The phrase “5-lane” is misleading IMO, because two of those 5 lanes are bike lanes.
Just because the lane is mode- or turn-specific doesn't mean it's not a lane or doing it's part to improve capacity, and capacity isn't the only factor that needs to be accounted for. Safety needs to be the first and foremost concern for city streets. If it can't be safely used by nearly everyone 8-98 regardless of means, the design is fundamentally flawed. The irony that your average, modern interstate-standard freeway with it's hard, clean shoulders allowing for adequate separation between modes and good sightlines
like this tends to be safer than
your average american boulevard today is not lost on me (and I've driven and bicycled on both roads pictured in the links).
Also, I’m curious how removing a lane can increase capacity.
We'll use Lewis Avenue in Tulsa, for example. Currently, the left lane in both directions from the Joe Creek overpass north is four lanes, two north, two south. The left lanes are typically blocked by queues turning left, and people caught in the queue trying to continue on Lewis. A road diet layout would add a lane by consolidating the two left lanes as a single bidirectional left turn lane, which would also free space up to add bike lanes along the curb. Through traffic would not be subject to getting caught behind bicycles or left turning traffic, ergo, improved throughput. Having a dedicated lane for cycling reduces traffic conflicts, and having a dedicated turn lane increases visibility for drivers turning across oncoming traffic, as does having a buffer between the bike lane and general access lane.
"Road diets" have not yet made their way to Oklahoma, so any bike lanes that are installed are as part of a widening or elimination of on-street parking.
This is not accurate, there have been at least three street diets in Tulsa. 4th Street did not eliminate on-street parking, nor did 31st Street, nor Detroit Avenue. Nor were any of these streets widened. 4th Street and 31st Street did not have on-street parking in the first place. Detroit Avenue reduced lane width slightly and moved parking away from the curb to create a rudimentary Dutch cycletrack. Out of these, only 31st Street is currently an incomplete street, but they're also still working on it, so we'll see if it gets sidewalks as well, since they're not going to be done until a year from now come June.
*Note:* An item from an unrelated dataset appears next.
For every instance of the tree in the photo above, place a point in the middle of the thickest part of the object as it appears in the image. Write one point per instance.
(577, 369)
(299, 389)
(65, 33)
City of Tulsa and TyPROS experimented with a new arrangement on 11th Street, temporarily changing the curb lane from Peoria to Harvard to a cycletrack for a weekend to demonstrate what could be done there (last I heard the most seriously considered course of action would permanently change the curb lane to a 24-hour combined bus/bike lane in anticipation of the 11th Street AERO, not that different from, say,
Hastings Street/BC 7A, save that no parking would be lost since you can't currently park on 11th Street anyway).